Margrieta Jeltema’s profile on Ceramics Now Magazine – View her works
→ Read the interview with Margrieta Jeltema, Ceramic technique / Paperclay, May 2011
“After many years spent in writing, painting and etching , using reams of paper, I ended up working with porcelain. Although I like making “normal” cups and plates, tiles with fishes, birds and fountains, I like to experiment constantly and than, somehow, I find myself using the material like paper or trying to make it look like paper; printed on, incised and folded.
I am fascinated by the fragility but also the strength of this ceramic material and, perhaps due to the history of my journey through the world of art, I love to transfer the qualities of paper to this material to resemble paper, crumpled. covered with writing and folded, exploiting its transparency, its different surface qualities, its capacity to catch and preserve colors on the inside as well as on the outside , underneath and over its glossy, satin or mat skin.

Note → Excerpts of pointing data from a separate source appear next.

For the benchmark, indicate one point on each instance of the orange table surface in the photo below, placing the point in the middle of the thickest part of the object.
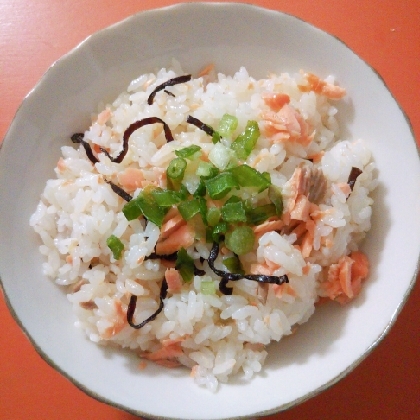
(33, 34)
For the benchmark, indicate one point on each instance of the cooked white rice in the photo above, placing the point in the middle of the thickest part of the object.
(216, 335)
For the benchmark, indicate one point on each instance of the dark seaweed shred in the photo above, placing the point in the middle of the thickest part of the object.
(171, 82)
(135, 126)
(354, 173)
(133, 303)
(199, 272)
(78, 138)
(118, 190)
(226, 276)
(223, 286)
(169, 93)
(199, 124)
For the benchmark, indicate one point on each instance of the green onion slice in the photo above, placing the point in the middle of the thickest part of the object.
(189, 209)
(245, 142)
(227, 125)
(219, 229)
(219, 186)
(116, 246)
(166, 198)
(206, 170)
(176, 169)
(246, 176)
(215, 137)
(185, 265)
(146, 205)
(188, 152)
(233, 212)
(213, 216)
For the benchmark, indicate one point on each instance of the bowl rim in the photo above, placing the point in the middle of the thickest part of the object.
(145, 14)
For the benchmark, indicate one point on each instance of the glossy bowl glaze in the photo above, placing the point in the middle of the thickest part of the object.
(337, 338)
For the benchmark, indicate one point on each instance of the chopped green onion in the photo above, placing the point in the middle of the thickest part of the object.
(227, 125)
(216, 137)
(116, 246)
(189, 209)
(233, 265)
(132, 210)
(220, 185)
(201, 189)
(218, 230)
(207, 287)
(166, 198)
(259, 214)
(188, 152)
(146, 205)
(274, 194)
(250, 177)
(176, 169)
(233, 199)
(206, 170)
(240, 240)
(185, 265)
(245, 142)
(234, 212)
(267, 176)
(183, 192)
(213, 216)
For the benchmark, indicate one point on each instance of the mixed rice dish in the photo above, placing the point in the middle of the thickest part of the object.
(200, 218)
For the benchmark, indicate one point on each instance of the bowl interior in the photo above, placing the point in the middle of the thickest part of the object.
(336, 338)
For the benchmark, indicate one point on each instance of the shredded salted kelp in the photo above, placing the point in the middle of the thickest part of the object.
(171, 82)
(133, 303)
(231, 224)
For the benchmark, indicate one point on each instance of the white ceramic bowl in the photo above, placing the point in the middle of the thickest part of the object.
(336, 339)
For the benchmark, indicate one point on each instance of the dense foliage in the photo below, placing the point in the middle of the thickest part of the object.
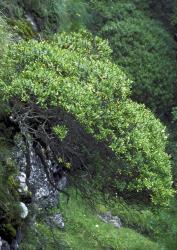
(67, 74)
(143, 48)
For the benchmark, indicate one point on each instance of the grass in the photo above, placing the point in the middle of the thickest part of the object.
(85, 231)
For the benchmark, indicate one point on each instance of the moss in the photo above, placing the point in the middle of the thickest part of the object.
(10, 230)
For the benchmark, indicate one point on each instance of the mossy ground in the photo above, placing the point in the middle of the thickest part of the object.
(85, 231)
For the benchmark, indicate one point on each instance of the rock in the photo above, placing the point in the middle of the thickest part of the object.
(4, 245)
(109, 218)
(22, 182)
(24, 210)
(56, 220)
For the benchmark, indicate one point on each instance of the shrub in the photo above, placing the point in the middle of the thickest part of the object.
(96, 93)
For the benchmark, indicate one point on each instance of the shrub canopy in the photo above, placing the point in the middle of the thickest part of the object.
(85, 83)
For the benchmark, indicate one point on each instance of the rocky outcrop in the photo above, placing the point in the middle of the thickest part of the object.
(109, 218)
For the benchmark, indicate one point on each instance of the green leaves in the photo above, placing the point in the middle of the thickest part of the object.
(144, 49)
(83, 82)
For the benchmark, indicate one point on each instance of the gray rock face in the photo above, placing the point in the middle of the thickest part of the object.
(109, 218)
(44, 193)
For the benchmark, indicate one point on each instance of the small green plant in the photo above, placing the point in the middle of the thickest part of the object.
(61, 131)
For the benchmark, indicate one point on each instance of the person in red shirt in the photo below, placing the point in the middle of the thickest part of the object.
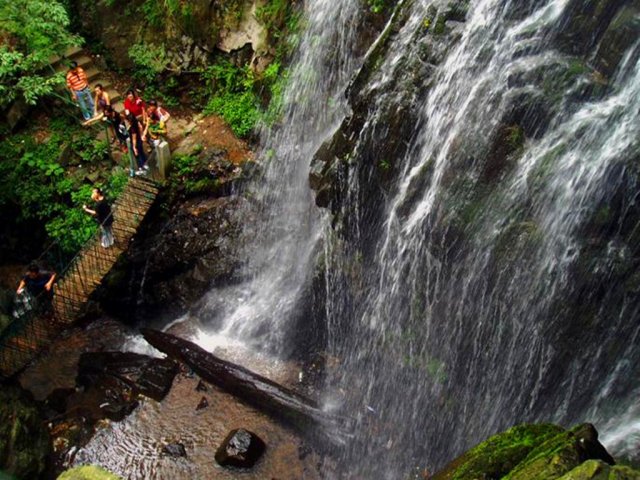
(136, 106)
(78, 84)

I stretch it, paint it, fold it, going to the limits of its strength, fragility and transparency. And it often leaves me in desperation because of its fragility. It leaves me breathless with the feeling of happiness to see its fragile intensity.
For years I worked as an artist in the BKR, the Dutch Government Work agreement for artists before going abroad with my husband and three boys. At the same time I studied biology and philosophy at the University of Wageningen in the Netherlands and followed etching courses in Amsterdam, bronze casting (lost wax) in Wageningen [with Ben Joosten] drawing from models at the Art Academy Minerva in Groningen.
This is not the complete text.